McMullen was a history major at Stanford University and many of his photographs capture architectural details such as polished floors and lit clocks inside Union Station, heavily shadowed columns at the Nelson-Atkins Museum, or an antique doorknob at the Jackson County Courthouse. He takes many photos after dark, such as a downtown image of the Western Auto sign and glowing streetlights amidst a blanket of snow, or a dramatically lit Liberty Memorial shot from the ground up.
“The past has a lot of beauty,” McMullen says, “but it also evokes our culture. And night photos reveal patterns and shadows that give a structure a lot of character.” No matter which McMullen print grabs you, you’ll never see another one like it because he develops and prints each image by hand, which may result in variations from one print to the next. Each is limited edition--signed and numbered--and the first print of each image he keeps requires three to four hours in the darkroom.
“Not many people do hand-printed images anymore,” McMullen says. “With black-and-white fine- art prints, every image is an original, which is why I don’t use digital professionally. There is no computer between the artist and the art--there’s a direct connection.” It’s a connection he has appreciated since he built his first darkroom below the basement stairs, in ninth grade.
McMullen was photo editor and editor of his Shawnee Mission East yearbook, and a staff photographer for Stanford University’s newspaper. He took photography courses during college, and was a summer intern with the United Press International (UPI) at Royals stadium. McMullen also a won photojournalism contest sponsored by KU’s William Allen White School of Journalism. But it was an afternoon spent in renowned photographer Ansel Adams’ Carmel studio that solidified his passion for black-and-white photography.

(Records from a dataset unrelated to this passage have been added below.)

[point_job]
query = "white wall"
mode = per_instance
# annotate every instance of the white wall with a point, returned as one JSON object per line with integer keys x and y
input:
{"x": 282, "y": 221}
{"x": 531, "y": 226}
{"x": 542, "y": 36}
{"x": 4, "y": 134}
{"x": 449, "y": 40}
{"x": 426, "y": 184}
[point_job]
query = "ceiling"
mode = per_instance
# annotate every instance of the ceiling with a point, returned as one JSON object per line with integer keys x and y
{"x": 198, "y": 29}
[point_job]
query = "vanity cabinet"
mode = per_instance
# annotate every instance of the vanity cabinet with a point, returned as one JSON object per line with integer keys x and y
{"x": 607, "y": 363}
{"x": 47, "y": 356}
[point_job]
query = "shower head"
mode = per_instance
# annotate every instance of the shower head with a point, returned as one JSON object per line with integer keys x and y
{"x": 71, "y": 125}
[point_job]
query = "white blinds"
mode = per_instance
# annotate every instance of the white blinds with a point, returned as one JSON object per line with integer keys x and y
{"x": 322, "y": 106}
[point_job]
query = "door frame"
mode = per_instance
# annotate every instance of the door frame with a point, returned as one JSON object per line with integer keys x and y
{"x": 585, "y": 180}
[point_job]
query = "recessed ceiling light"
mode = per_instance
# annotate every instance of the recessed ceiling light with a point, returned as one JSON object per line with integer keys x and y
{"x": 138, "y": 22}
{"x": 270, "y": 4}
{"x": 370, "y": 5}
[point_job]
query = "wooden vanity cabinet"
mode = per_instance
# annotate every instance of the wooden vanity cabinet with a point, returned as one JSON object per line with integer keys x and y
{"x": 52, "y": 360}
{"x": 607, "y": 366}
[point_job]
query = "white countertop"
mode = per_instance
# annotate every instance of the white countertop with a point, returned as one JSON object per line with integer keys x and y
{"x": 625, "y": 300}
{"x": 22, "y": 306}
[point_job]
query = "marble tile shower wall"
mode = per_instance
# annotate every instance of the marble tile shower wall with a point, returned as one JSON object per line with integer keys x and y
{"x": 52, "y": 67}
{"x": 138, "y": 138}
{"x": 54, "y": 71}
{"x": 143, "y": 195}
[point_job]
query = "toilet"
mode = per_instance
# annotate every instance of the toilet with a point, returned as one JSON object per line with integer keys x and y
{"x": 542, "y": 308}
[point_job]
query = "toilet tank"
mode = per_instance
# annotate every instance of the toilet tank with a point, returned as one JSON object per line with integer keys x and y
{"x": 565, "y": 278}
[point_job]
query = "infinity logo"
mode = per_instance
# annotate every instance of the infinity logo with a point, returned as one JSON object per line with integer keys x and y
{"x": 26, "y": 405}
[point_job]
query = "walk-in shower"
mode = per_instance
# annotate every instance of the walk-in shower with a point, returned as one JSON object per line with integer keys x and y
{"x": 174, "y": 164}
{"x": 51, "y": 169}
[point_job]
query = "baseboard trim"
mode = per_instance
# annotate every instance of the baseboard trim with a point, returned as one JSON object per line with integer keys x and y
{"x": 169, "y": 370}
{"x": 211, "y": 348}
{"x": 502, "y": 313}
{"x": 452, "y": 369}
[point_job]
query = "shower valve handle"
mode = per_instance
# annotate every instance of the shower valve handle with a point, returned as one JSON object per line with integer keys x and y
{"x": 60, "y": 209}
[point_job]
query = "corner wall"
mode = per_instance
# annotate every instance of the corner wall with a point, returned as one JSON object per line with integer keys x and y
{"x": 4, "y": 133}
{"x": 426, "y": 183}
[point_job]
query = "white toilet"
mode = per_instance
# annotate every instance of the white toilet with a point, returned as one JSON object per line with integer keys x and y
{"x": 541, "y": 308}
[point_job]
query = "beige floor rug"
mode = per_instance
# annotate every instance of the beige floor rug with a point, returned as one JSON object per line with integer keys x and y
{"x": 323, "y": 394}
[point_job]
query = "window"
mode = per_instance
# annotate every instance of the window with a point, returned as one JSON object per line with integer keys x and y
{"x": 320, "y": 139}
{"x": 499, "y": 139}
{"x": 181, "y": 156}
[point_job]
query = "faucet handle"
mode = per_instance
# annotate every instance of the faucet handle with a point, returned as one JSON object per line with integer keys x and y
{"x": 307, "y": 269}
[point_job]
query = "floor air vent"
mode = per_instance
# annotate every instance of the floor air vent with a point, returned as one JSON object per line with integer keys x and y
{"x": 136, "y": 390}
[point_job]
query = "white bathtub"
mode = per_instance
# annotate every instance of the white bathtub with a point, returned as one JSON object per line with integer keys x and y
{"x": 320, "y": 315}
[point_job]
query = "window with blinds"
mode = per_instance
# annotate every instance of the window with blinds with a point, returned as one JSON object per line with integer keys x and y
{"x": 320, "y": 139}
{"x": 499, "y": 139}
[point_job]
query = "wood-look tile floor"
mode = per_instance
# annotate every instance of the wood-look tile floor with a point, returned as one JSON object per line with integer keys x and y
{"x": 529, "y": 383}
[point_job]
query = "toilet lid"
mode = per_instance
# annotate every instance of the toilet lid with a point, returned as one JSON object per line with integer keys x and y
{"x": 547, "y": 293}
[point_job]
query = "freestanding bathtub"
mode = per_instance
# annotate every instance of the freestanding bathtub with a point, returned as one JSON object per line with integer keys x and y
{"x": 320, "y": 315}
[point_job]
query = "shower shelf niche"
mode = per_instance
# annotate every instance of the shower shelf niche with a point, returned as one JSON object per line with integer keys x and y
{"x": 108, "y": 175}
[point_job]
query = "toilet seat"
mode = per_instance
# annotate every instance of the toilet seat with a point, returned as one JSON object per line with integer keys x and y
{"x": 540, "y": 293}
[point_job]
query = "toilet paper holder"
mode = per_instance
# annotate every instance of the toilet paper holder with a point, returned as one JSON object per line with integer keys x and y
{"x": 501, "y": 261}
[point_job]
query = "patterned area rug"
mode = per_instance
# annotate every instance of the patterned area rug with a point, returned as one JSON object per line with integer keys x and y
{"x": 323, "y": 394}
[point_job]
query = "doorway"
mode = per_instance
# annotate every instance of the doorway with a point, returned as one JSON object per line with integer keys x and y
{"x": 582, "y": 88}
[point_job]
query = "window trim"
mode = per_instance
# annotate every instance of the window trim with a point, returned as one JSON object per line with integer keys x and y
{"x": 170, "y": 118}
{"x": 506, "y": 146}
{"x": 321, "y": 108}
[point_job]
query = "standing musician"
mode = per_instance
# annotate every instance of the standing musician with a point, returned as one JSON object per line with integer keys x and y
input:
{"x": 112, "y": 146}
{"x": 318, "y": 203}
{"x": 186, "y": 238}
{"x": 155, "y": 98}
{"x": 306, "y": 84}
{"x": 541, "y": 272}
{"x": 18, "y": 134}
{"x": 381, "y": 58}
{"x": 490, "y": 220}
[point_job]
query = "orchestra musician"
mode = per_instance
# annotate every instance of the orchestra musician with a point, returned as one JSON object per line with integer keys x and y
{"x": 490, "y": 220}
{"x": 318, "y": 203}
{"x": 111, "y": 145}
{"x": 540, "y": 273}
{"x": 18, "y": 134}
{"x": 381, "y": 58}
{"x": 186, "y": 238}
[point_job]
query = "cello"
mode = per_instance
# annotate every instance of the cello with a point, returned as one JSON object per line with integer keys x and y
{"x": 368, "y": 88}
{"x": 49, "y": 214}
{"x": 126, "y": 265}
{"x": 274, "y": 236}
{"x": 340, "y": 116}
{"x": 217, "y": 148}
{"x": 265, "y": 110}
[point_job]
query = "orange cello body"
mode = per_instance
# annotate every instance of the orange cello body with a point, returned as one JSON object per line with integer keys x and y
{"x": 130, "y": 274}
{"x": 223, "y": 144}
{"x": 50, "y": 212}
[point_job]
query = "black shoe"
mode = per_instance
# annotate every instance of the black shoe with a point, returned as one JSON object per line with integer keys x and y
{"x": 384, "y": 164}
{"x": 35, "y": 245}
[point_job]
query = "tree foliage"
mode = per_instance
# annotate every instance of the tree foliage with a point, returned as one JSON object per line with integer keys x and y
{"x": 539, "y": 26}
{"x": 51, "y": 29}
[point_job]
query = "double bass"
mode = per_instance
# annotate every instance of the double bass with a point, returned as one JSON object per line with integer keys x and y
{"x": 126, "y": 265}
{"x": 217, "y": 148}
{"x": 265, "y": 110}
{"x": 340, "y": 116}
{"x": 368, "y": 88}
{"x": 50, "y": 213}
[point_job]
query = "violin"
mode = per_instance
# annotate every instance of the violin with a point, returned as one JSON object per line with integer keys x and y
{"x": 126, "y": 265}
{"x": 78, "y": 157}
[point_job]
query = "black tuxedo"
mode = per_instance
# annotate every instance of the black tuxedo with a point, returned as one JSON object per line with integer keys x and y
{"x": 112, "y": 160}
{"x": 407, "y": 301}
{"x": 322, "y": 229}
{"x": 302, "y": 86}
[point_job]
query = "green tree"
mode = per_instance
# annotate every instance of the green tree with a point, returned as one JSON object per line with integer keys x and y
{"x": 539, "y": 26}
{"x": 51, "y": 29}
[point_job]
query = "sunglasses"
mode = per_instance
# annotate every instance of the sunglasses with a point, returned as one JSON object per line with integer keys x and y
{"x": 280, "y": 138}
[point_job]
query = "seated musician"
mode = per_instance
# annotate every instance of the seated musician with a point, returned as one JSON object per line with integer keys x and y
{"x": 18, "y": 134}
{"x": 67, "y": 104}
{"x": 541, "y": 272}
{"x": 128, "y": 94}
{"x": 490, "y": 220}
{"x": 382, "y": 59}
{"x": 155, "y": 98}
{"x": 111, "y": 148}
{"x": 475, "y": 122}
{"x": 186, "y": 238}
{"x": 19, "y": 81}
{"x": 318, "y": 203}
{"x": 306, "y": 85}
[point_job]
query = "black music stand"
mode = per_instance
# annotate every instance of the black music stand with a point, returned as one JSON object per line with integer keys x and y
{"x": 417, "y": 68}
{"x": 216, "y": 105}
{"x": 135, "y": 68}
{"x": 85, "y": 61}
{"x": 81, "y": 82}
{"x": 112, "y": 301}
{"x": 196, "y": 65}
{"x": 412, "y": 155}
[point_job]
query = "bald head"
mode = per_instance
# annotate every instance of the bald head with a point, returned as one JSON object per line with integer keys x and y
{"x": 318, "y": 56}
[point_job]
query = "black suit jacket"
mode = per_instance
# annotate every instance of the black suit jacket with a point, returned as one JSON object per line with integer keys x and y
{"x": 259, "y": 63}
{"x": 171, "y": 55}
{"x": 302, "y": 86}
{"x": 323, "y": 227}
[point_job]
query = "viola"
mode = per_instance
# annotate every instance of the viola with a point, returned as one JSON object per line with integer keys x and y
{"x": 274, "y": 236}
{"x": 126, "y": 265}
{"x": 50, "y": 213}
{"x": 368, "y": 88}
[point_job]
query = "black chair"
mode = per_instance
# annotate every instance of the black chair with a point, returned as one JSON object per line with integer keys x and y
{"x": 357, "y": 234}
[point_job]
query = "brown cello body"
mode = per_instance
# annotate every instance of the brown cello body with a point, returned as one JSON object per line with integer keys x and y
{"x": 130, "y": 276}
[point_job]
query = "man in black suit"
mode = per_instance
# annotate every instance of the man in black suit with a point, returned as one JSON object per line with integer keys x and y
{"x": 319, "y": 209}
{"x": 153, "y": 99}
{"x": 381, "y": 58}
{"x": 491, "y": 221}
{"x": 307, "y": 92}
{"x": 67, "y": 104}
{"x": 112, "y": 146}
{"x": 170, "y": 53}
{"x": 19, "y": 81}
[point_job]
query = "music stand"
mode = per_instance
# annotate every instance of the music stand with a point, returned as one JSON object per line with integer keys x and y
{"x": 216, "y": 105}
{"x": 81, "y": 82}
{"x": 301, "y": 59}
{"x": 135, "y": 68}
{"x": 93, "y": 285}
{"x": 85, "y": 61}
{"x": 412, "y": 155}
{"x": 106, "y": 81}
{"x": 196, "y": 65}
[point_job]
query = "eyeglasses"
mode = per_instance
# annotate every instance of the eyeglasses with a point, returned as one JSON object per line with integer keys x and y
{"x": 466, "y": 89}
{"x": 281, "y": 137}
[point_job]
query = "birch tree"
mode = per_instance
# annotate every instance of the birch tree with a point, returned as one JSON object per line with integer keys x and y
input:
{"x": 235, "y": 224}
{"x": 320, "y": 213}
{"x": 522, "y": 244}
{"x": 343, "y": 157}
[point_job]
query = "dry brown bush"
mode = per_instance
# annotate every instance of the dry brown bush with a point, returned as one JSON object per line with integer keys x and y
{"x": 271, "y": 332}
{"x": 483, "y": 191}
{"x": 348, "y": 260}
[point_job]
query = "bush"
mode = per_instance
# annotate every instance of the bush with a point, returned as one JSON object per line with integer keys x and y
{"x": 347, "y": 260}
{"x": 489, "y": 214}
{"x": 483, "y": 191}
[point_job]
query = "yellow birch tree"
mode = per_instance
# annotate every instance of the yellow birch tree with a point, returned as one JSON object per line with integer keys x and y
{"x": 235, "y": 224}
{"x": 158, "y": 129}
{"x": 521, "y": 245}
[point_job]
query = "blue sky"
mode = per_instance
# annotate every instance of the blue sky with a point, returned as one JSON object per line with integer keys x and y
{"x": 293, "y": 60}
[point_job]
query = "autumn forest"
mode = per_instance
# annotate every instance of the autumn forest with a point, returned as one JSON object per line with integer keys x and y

“We had a small class and my professor knew Ansel Adams,” McMullen says. “Adams went into black and white photography in his ’30s, [inspired by] Paul Strand, and he was remarkably understated. He said, ‘If you want to know what something feels like, shoot in black and white.’”
When McMullen wanted a medium format Hasselblad camera in 2000, his wife, Bonnie, suggested they start Mike McMullen Photography, merging his passion for photography and her creative, marketing and merchandising background. Since 2000 they have participated in shows from Minneapolis to Austin as well as locally in Westport, Mo., Prairie Village, Kan., and the Country Club Plaza.
Yet this is McMullen’s second job. He received his law degree from the University of Missouri and currently works full-time in a
Manor Square office, on explosion and fire cases. Both professions require, patience, persistence, attention-to-detail, and knowing what works and what doesn’t.
“Photography is my escape,” McMullen says. “It’s great to do something you want to do, when you don’t have to, and I like my day job too.”